I see that we have been moving other images across node pools in response to issues - Check this and this. Might as well take a proactive stance going forward!

shaneknapp commented 2 years ago

yep, all sounds good.

On Thu, Oct 13, 2022 at 11:24 AM Balaji Alwar @.***> wrote:

@ryanlovett https://github.com/ryanlovett Thanks for the comprehensive report! I guess it will be helpful if and when we choose to write an After-Action report. Maybe @shaneknapp https://github.com/shaneknapp and @felder https://github.com/felder in discussion with you can review the existing images across the different node pools and make the final call? I will also add this as an agenda item for our upcoming team meeting.

I see that we have been moving other images across node pools in response to issues - this https://github.com/berkeley-dsep-infra/datahub/pull/3705 and this https://github.com/berkeley-dsep-infra/datahub/pull/3615. Might as well take a proactive stance going forward!

— Reply to this email directly, view it on GitHub https://github.com/berkeley-dsep-infra/datahub/issues/3836#issuecomment-1278009624, or unsubscribe https://github.com/notifications/unsubscribe-auth/AAMIHLF5WSSDAGBHWQZGWPDWDBHVTANCNFSM6AAAAAARD5F7KY . You are receiving this because you were mentioned.Message ID: @.***>

ryanlovett commented 2 years ago

stat20 has gone from ~10 users to ~190 over the past couple of hours and it looks like the epsilon node count is going up, and not fluctuating.

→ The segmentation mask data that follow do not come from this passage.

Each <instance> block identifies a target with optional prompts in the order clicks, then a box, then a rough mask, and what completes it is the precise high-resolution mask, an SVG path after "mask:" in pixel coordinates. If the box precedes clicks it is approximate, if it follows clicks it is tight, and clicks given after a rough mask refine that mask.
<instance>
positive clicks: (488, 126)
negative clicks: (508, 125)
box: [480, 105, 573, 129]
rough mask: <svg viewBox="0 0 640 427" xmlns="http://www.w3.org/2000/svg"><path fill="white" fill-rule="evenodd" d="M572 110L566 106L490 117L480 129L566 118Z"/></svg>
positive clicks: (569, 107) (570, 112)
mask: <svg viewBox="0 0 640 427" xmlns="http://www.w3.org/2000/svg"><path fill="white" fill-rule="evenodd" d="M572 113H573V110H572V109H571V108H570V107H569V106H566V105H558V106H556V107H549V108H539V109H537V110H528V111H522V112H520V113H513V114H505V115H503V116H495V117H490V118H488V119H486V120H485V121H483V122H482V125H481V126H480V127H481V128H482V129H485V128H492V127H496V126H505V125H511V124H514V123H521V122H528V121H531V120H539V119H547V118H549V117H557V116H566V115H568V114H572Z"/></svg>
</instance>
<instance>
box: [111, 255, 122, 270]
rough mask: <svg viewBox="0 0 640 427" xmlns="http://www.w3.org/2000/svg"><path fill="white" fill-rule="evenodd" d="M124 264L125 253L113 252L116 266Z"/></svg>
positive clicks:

Screen Shot 2022-10-14 at 10 19 47 AM Screen Shot 2022-10-14 at 10 20 01 AM
ryanlovett commented 2 years ago

There have been a few occurrances where servers took as long as ~1m to start though:

Screen Shot 2022-10-14 at 10 21 15 AM
yuvipanda commented 2 years ago

yeah, 1min is fine. 10min is when hub starts counting them as dead. I think this would've caused a similar outage as last time if we hadn't moved them to their own pool

ryanlovett commented 2 years ago

When I display the data for a lot of -prod hubs, there are a lot of other server start times of just less than 1m (not stat20-specific), and they're clustered together. It seems like they're roughly 15m apart. (11:01a, 10:46a, 10:31a, 10:16a, ...)

Screen Shot 2022-10-14 at 11 15 22 AM

I picked a day two weeks back to view, and they're mostly around 10s, and they're not clustered together.

Screen Shot 2022-10-14 at 11 32 48 AM

So perhaps the NFS restarts are pushing back some set of server start times to 1m.

ryanlovett commented 1 year ago

stat20 has been moved to a filestore, and will also retain its own node pool going forward.